JAKARTA, RADARBANTEN.CO.ID – Badan Kependudukan dan Keluarga Berencana Nasional (BKKBN) menargetkan pengembangan layanan daycare atau penitipan anak di kawasan industri dan lingkungan perusahaan di Provinsi Banten melalui program TAMASYA (Taman Asuh Sayang Anak).
Plt Kepala Perwakilan BKKBN Banten, Yuda Ganda Putra mengatakan, pengembangan daycare di perusahaan menjadi bagian dari penguatan program prioritas nasional bidang pembangunan keluarga dan sumber daya manusia. Menurutnya, saat ini terdapat 40 layanan TAMASYA yang telah berjalan di Provinsi Banten dan akan terus diperluas ke wilayah industri.
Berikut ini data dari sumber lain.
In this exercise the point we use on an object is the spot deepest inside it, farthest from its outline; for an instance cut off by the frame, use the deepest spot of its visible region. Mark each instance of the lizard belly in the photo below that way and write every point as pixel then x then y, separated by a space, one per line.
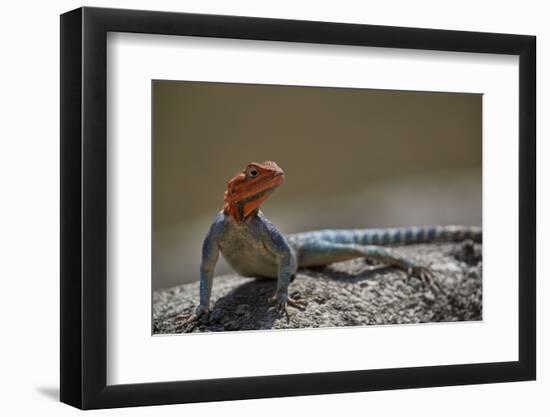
pixel 249 258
“Program TAMASYA menjadi salah satu prioritas dalam penguatan SDM,” ujar Yuda, Kamis, 21 Mei 2026. Ia menjelaskan, keberadaan daycare di perusahaan menjadi bentuk dukungan terhadap pekerja perempuan agar tetap produktif tanpa mengabaikan pengasuhan dan tumbuh kembang anak.
Selain itu, layanan daycare juga dinilai penting untuk memastikan anak mendapatkan stimulasi pendidikan dan pengawasan yang baik sejak usia dini. “Ke depan penguatan program diarahkan pada daycare di lingkungan perusahaan dan kawasan industri,” katanya.
Menurut Yuda, pengembangan program tersebut merupakan implementasi Asta Cita Presiden RI dalam penguatan kualitas sumber daya manusia.
Ia menambahkan, hingga saat ini empat dari lima program prioritas BKKBN tahun 2026 telah berjalan di Banten dengan capaian yang dinilai positif. “Program-program ini akan terus diperkuat melalui kolaborasi lintas sektor,” ujarnya.
Sebelumnya, penguatan program TAMASYA juga dibahas dalam pertemuan Gubernur Banten Andra Soni dengan Menteri Kependudukan dan Pembangunan Keluarga/Kepala BKKBN Wihaji di Gedung BKKBN RI, Jakarta Timur.